US Vice President Mike Pence and Secretary of State Mike Pompeo will travel Wednesday to Ankara to press Turkey to halt its offensive against Syrian Kurdish fighters, President Donald Trump said Tuesday.
Pence's office released a separate statement adding that he would "voice the United States' commitment to reach an immediate ceasefire and the conditions for a negotiated settlement."
"It is not possible for us to declare a ceasefire" until Turkey clears the "terror organisation" from its border, Erdogan said, referring to the Kurdish forces.

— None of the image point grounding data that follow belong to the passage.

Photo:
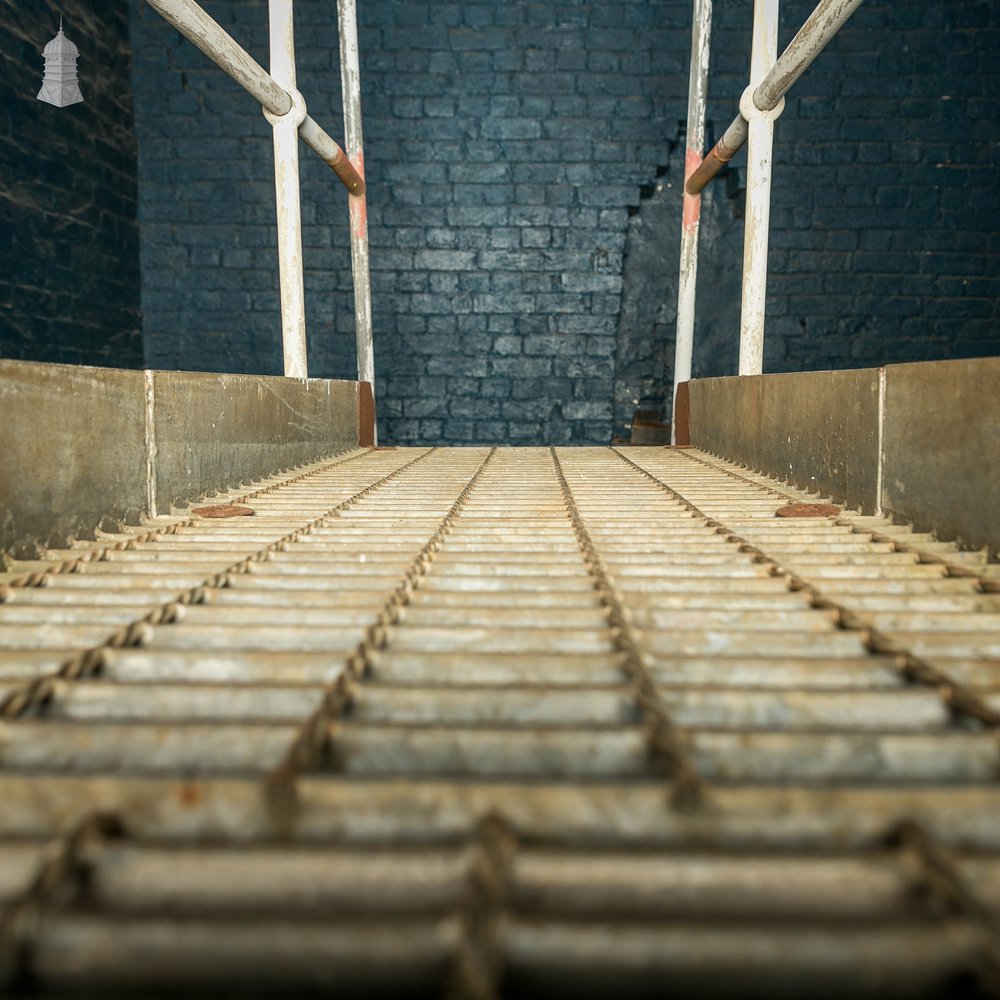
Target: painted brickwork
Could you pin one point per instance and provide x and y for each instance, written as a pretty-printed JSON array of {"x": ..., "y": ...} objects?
[
  {"x": 69, "y": 244},
  {"x": 507, "y": 144}
]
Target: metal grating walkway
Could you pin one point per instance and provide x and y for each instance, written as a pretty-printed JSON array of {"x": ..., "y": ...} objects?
[{"x": 519, "y": 722}]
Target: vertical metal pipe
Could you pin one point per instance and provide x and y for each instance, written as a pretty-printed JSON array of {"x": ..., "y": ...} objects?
[
  {"x": 285, "y": 132},
  {"x": 758, "y": 198},
  {"x": 701, "y": 35},
  {"x": 350, "y": 76}
]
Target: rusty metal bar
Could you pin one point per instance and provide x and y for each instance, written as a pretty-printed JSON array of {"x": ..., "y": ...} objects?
[
  {"x": 701, "y": 34},
  {"x": 209, "y": 36},
  {"x": 350, "y": 76},
  {"x": 757, "y": 226},
  {"x": 814, "y": 35},
  {"x": 483, "y": 812}
]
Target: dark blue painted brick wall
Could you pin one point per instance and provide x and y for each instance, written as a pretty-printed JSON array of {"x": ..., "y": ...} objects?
[
  {"x": 507, "y": 144},
  {"x": 69, "y": 239}
]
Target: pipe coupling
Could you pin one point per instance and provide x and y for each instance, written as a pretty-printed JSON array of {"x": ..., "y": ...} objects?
[
  {"x": 295, "y": 115},
  {"x": 751, "y": 112}
]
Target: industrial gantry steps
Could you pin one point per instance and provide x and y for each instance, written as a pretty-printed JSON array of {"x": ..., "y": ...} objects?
[{"x": 503, "y": 723}]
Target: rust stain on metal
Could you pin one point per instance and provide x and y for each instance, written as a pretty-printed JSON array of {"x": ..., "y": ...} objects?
[
  {"x": 692, "y": 202},
  {"x": 682, "y": 414},
  {"x": 808, "y": 510},
  {"x": 366, "y": 415},
  {"x": 223, "y": 510}
]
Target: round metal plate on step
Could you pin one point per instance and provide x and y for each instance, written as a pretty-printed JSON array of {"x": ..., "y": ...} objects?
[
  {"x": 223, "y": 510},
  {"x": 808, "y": 510}
]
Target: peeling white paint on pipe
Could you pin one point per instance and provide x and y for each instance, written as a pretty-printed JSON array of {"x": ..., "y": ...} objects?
[
  {"x": 701, "y": 35},
  {"x": 285, "y": 129},
  {"x": 209, "y": 36},
  {"x": 758, "y": 197},
  {"x": 350, "y": 74},
  {"x": 817, "y": 32}
]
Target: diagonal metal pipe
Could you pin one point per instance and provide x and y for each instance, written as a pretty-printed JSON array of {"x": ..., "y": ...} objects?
[
  {"x": 209, "y": 36},
  {"x": 824, "y": 22}
]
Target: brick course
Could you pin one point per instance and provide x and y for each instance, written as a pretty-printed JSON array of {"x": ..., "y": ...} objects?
[
  {"x": 507, "y": 144},
  {"x": 69, "y": 239}
]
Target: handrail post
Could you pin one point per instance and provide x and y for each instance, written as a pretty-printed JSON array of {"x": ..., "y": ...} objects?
[
  {"x": 285, "y": 131},
  {"x": 350, "y": 75},
  {"x": 758, "y": 197},
  {"x": 701, "y": 35}
]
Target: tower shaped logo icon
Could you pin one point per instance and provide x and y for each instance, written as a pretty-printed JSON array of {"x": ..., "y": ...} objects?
[{"x": 60, "y": 86}]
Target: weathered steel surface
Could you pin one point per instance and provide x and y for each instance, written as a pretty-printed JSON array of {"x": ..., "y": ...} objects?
[
  {"x": 817, "y": 430},
  {"x": 942, "y": 449},
  {"x": 80, "y": 445},
  {"x": 72, "y": 451},
  {"x": 209, "y": 36},
  {"x": 213, "y": 432},
  {"x": 519, "y": 722}
]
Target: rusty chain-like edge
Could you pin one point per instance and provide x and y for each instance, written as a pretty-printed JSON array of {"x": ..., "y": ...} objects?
[
  {"x": 62, "y": 875},
  {"x": 933, "y": 874},
  {"x": 986, "y": 584},
  {"x": 37, "y": 692},
  {"x": 102, "y": 553},
  {"x": 665, "y": 742},
  {"x": 957, "y": 699},
  {"x": 315, "y": 742},
  {"x": 479, "y": 963}
]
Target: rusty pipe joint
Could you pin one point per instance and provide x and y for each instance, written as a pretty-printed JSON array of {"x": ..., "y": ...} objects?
[
  {"x": 295, "y": 115},
  {"x": 750, "y": 111}
]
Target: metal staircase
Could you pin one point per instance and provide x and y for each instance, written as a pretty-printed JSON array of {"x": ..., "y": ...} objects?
[{"x": 517, "y": 722}]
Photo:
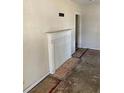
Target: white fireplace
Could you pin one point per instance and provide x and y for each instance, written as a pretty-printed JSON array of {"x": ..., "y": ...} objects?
[{"x": 59, "y": 48}]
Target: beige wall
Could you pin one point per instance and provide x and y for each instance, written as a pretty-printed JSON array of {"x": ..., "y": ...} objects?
[
  {"x": 41, "y": 16},
  {"x": 90, "y": 36}
]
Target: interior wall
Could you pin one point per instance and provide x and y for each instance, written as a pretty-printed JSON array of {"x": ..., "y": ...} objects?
[
  {"x": 90, "y": 35},
  {"x": 41, "y": 16}
]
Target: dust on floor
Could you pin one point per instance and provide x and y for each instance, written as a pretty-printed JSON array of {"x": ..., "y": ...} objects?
[{"x": 83, "y": 77}]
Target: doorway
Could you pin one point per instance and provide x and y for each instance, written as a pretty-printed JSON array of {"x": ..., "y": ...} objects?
[{"x": 77, "y": 29}]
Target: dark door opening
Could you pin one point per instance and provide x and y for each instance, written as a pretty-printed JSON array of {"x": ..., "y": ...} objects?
[{"x": 77, "y": 26}]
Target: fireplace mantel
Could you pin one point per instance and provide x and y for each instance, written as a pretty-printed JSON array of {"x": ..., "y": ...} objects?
[{"x": 59, "y": 48}]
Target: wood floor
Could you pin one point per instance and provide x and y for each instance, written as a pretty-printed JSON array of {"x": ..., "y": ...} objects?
[{"x": 82, "y": 76}]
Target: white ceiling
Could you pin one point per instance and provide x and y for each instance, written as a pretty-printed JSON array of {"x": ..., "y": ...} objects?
[{"x": 87, "y": 2}]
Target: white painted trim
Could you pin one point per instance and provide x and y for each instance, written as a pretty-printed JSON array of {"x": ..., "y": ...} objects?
[
  {"x": 33, "y": 85},
  {"x": 52, "y": 38}
]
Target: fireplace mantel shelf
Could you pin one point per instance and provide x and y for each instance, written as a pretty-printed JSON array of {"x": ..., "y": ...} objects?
[{"x": 58, "y": 31}]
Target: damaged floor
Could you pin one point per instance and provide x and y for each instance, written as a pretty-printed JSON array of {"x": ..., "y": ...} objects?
[{"x": 80, "y": 74}]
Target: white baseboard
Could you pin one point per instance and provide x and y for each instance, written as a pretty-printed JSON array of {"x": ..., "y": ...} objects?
[{"x": 33, "y": 85}]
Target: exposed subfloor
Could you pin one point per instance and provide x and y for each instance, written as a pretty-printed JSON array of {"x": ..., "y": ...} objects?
[{"x": 84, "y": 77}]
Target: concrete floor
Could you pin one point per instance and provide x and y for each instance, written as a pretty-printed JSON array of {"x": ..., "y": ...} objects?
[{"x": 84, "y": 77}]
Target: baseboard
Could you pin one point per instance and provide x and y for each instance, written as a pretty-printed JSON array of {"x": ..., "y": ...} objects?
[{"x": 33, "y": 85}]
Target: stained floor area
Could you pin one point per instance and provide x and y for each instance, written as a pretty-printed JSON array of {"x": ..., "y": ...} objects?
[{"x": 83, "y": 78}]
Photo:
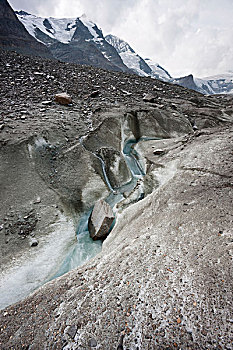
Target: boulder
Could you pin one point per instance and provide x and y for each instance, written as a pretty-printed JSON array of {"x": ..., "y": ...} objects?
[
  {"x": 63, "y": 98},
  {"x": 150, "y": 98},
  {"x": 100, "y": 220}
]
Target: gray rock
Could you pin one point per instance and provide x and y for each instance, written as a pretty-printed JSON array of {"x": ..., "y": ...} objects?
[
  {"x": 72, "y": 331},
  {"x": 33, "y": 242},
  {"x": 150, "y": 98},
  {"x": 63, "y": 98},
  {"x": 100, "y": 220},
  {"x": 159, "y": 152},
  {"x": 92, "y": 343}
]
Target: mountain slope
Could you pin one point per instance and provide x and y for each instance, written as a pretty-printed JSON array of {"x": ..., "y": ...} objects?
[
  {"x": 76, "y": 40},
  {"x": 132, "y": 60},
  {"x": 221, "y": 83},
  {"x": 14, "y": 36}
]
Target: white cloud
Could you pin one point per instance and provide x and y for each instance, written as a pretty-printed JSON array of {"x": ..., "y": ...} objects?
[{"x": 184, "y": 36}]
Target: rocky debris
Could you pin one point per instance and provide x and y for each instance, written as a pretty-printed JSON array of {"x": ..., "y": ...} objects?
[
  {"x": 63, "y": 98},
  {"x": 94, "y": 93},
  {"x": 27, "y": 81},
  {"x": 159, "y": 152},
  {"x": 150, "y": 98},
  {"x": 72, "y": 331},
  {"x": 22, "y": 224},
  {"x": 120, "y": 345},
  {"x": 100, "y": 220},
  {"x": 92, "y": 343},
  {"x": 33, "y": 242}
]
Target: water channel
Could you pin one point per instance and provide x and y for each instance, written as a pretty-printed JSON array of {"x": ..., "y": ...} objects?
[{"x": 85, "y": 248}]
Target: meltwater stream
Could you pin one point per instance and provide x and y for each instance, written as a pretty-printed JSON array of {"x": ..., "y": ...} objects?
[
  {"x": 26, "y": 276},
  {"x": 85, "y": 248}
]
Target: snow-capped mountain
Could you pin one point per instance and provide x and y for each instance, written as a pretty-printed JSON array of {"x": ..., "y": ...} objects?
[
  {"x": 221, "y": 83},
  {"x": 218, "y": 84},
  {"x": 77, "y": 40},
  {"x": 158, "y": 71},
  {"x": 14, "y": 36},
  {"x": 132, "y": 60},
  {"x": 196, "y": 84}
]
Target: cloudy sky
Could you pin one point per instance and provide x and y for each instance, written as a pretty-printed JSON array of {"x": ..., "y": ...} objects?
[{"x": 184, "y": 36}]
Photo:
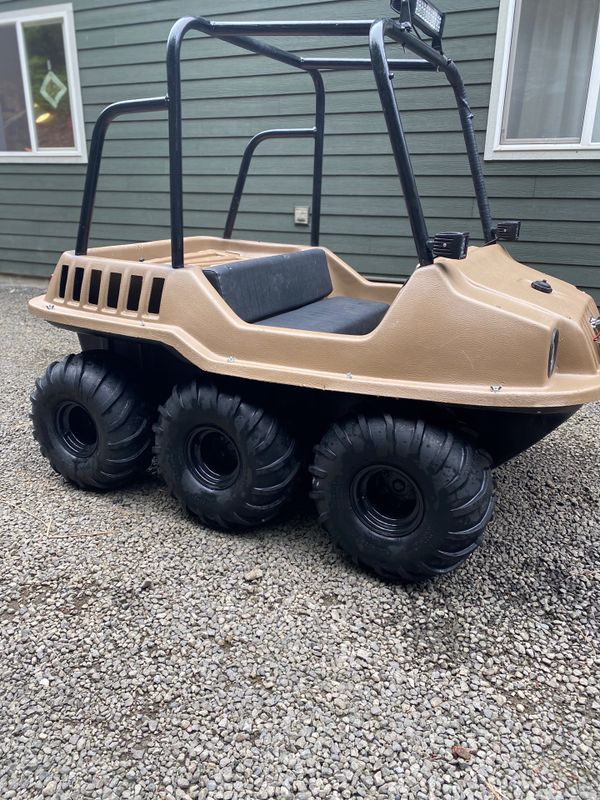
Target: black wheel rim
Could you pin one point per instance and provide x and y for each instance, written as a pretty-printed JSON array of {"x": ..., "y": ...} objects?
[
  {"x": 77, "y": 429},
  {"x": 213, "y": 457},
  {"x": 387, "y": 500}
]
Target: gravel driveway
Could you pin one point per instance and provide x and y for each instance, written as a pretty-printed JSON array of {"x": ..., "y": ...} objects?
[{"x": 144, "y": 656}]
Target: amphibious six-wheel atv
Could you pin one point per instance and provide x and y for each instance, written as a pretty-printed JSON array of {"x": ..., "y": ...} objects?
[{"x": 241, "y": 363}]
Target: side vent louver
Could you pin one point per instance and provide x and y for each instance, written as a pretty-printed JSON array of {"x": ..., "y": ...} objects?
[
  {"x": 114, "y": 286},
  {"x": 64, "y": 276},
  {"x": 156, "y": 295},
  {"x": 135, "y": 291},
  {"x": 94, "y": 291},
  {"x": 78, "y": 283}
]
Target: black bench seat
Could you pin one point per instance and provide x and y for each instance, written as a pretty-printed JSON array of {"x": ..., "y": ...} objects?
[
  {"x": 333, "y": 315},
  {"x": 290, "y": 291}
]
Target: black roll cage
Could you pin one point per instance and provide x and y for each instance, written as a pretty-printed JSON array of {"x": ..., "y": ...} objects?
[{"x": 236, "y": 33}]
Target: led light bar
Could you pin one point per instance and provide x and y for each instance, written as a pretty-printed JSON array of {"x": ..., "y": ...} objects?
[{"x": 423, "y": 15}]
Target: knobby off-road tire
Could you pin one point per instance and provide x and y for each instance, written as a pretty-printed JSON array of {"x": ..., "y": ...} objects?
[
  {"x": 91, "y": 421},
  {"x": 229, "y": 462},
  {"x": 402, "y": 497}
]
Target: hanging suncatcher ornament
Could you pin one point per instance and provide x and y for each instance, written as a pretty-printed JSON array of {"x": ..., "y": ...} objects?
[{"x": 52, "y": 89}]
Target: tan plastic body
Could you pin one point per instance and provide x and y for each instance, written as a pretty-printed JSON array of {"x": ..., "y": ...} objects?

Pence is due to meet Erdogan on Thursday, the US statement added, to reiterate Trump's commitment to impose "punishing economic sanctions" on Turkey until a resolution is reached.
"They are pressuring us to halt the operation. We have a clear target. We are not worried about the sanctions," Erdogan said.
The Turkish leader also said the Syrian army taking control of Manbij was not a big problem for Ankara.
"The regime's entry into Manbij is not a very, very negative (development) to me. Why? Because it is their own land," he said, adding that what mattered for Turkey was the removal of Kurdish militants.
Turkey, a vocal opponent of Syrian President Bashar al-Assad, backs rebels fighting for his ouster.
Erdogan told Russian President Vladimir Putin in a phone call late Tuesday that Turkey's operation would contribute to the protection of Syria's territorial integrity as well as efforts to fight terror, according to the Turkish presidency.